Plenty of other pieces of advice could be made here, including prioritizing important information, breaking down queries into smaller, more manageable chunks, and so on. The main takeaway from all this is to try and understand that LLM prompt engineering is not magic and it may take some time to receive the best possible response for a specific question or topic.

LLM Applications and Use Cases

ChatGPT prompt engineering may be one of the most well-known variations of the process as a whole, but there are plenty of other LLMs available on the market, and most of them are capable of performing multiple different actions and processes:

“Summarize the content”
“Translate”
“Understand the context”
“Create personalized recommendations”
“Complete the text”
“Answer the question”

Most of these examples are relatively self-explanatory, but we can offer a few examples to ensure a complete understanding of the subject.

“Answer the question”

Answering the question is different from telling LLM to report something to you. This particular request may or may not have additional context to it, such as:

Prompt:
Output:

“Summarize the content”

Unlike its original meaning, the content does not have to be presented by the user to receive a topic summary. In fact, this is where most of the Q – A prompts belong to, including sequences such as:

Prompt: “Explain bubblegum”
Output: “Bubblegum can refer to two things: 1. The Chewing Gum: This is the most common meaning [...] it's designed to be stretched into bubbles by blowing air into it. 2. Pop Culture: Sometimes "bubblegum" is used to describe things aimed at a young audience [...] movies or tv shows with a simple and fun story.”

Limitations of AI as a Concept

One significant disadvantage of AI models regarding prompt engineering is a significant limitation on the number of symbols per request. Luckily, this kind of issue has already been circumvented to a certain degree by more prominent and more complex models such as GPT-4, which is why ChatGPT prompt engineering is now at its most effective – since it can also “remember” far more context than ever before, as well.

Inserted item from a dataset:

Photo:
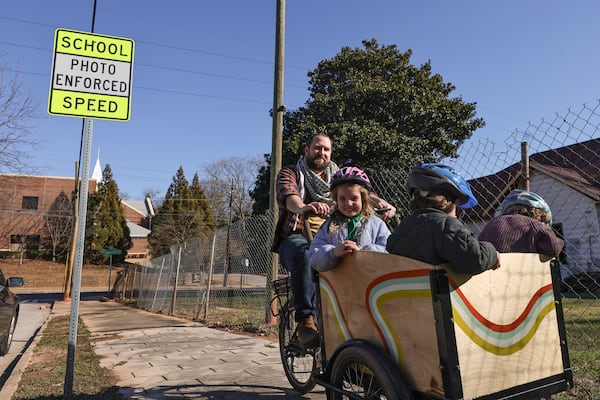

The issue of potential bias also exists to this day, as well. Since all LLM models are trained using large amounts of human-generated data, if the humans in question are biased in some way – then the model learned from said data will also be just as biased with its results and answers.

Another issue is the primary reason why most LLM models require some form of human oversight regularly – because an improperly configured model may perform some tasks in a completely different manner compared with what was expected, going overboard or not doing enough in the end.

AI solutions still struggle with complex human-oriented tasks, as well. The biggest reason for this is that they cannot “feel” the same way humans do, which makes it possible for various false predictions and decisions to be made without proper supervision.

Conclusion

Despite its highly fluid and ever-evolving state, LLM remains a very young and underdeveloped topic in the modern IT environment. It is also considered extremely new in its own AI sphere, which is a lot older as a whole. At the same time, this particular state of the LLM prompt engineering as a technology makes it so powerful in the right hands.

Three key aspects that can be gathered from our article are experimentation, context, and understanding. Experimenting with different ChatGPT prompt engineering queries helps identify the best ones for a specific situation. Providing context to any LLM makes its response on the subject more accurate and specific. Understanding how LLM operates and how it is different from a human conversation is a great way to make the overall quality of interaction with LLMs higher than ever before.

Prompt engineering in all of its different forms offered plenty of new possibilities for NLP applications – including virtual assistance, content generation, translation, and much more. The ongoing research on the subject will continue improving existing models to improve the overall results for end users – and LLM prompt engineering will most likely be one of the most significant contributors to that.